Giant digital companies don't like to admit error. Or fix the problem and apologize.
Facebook, the world's biggest social network, is a prime example. It has pledged to "keep working to find ways" to prevent bad information flowing onto its platform. That includes trolls and hackers.
It doesn't include doctored videos that make House Speaker Nancy Pelosi appear to slur her words as if she's on drugs or booze.
Facebook's rationale: It doesn't want to discourage free expression and reducing (not eliminating) distribution strikes a balance. By reducing it means restricting how often the videos show up in user news feeds.
"In other words," said the company, "we allow people to post it as a form of expression, but we're not going to show it at the top of the News Feed."
And, Facebook's Monika Bickert added, "We think it's important for people to make their own informed choice as to what to believe."
That's even as it warns Facebook users that the videos have been electronically distorted and portray misleading behavior.
So much digital doublespeak.
The Pelosi videos, which have been viewed by some if not all of Facebook's 2 billion users, is clearly intended to portray the speaker in a false light. That would be grounds for legal action were she not a national political figure.
Fake videos are the same as a lie, a form of propaganda Facebook has said it will not permit on its platform. Yet it resists requests to take down the doctored clips.
No one seems to know who tricked up the videos in the first place.
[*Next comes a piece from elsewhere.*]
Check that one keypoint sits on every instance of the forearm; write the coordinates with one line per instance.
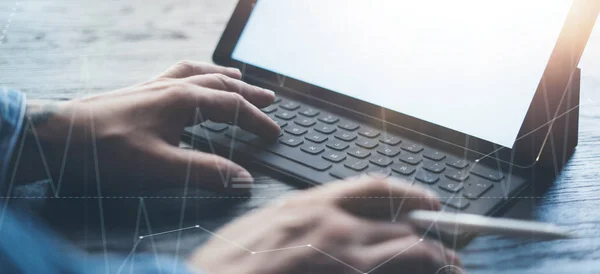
(33, 154)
So where does Pelosi go to get her video reputation back?
Not to Mark Zuckerberg or anyone else at Facebook. They're standing strong for deceitful expression.
Not to the Federal Communications Commission or any other government agency. Social networks are not regulated. Yet.
Pelosi's best chance for making her case is public opinion. And that's divided along partisan lines.
Democrats are outraged over the sham videos. Republicans not so much. Independents are split. But nobody wants it to happen to them.
President Trump, the head of the GOP, retweeted a 30-second version of an altered video shown a week ago on Fox Business News, describing it as "PELOSI STAMMERS THROUGH NEWS CONFERENCE." More than 2.5 million of his Twitter followers have viewed it.
Earlier in the day, reacting to Pelosi questioning his fitness for office, he called her "crazy," adding: "She is not the same person. She has lost it."
So goes the sad state of our political discourse in polarized America. Especially over social networks.
Bad actors, including foreign governments, see social media as an effective way spread lies and hoodwink the public. They give free expression an ugly name.
To its credit, Google's YouTube network removed the altered videos from its platform. It also had pledged to flag fake news and delete it under guidelines that prohibit devious posts aimed at circulating falsehoods.
Facebook should follow suit and take down the videos even though they have been copied so many times it is impossible to put the toxic toothpaste back in the tube.
It is a matter of fairness and trust.
If social media want to be seen as politically impartial and trustworthy, they need to get serious about rooting out information that plays fast and loose with the truth.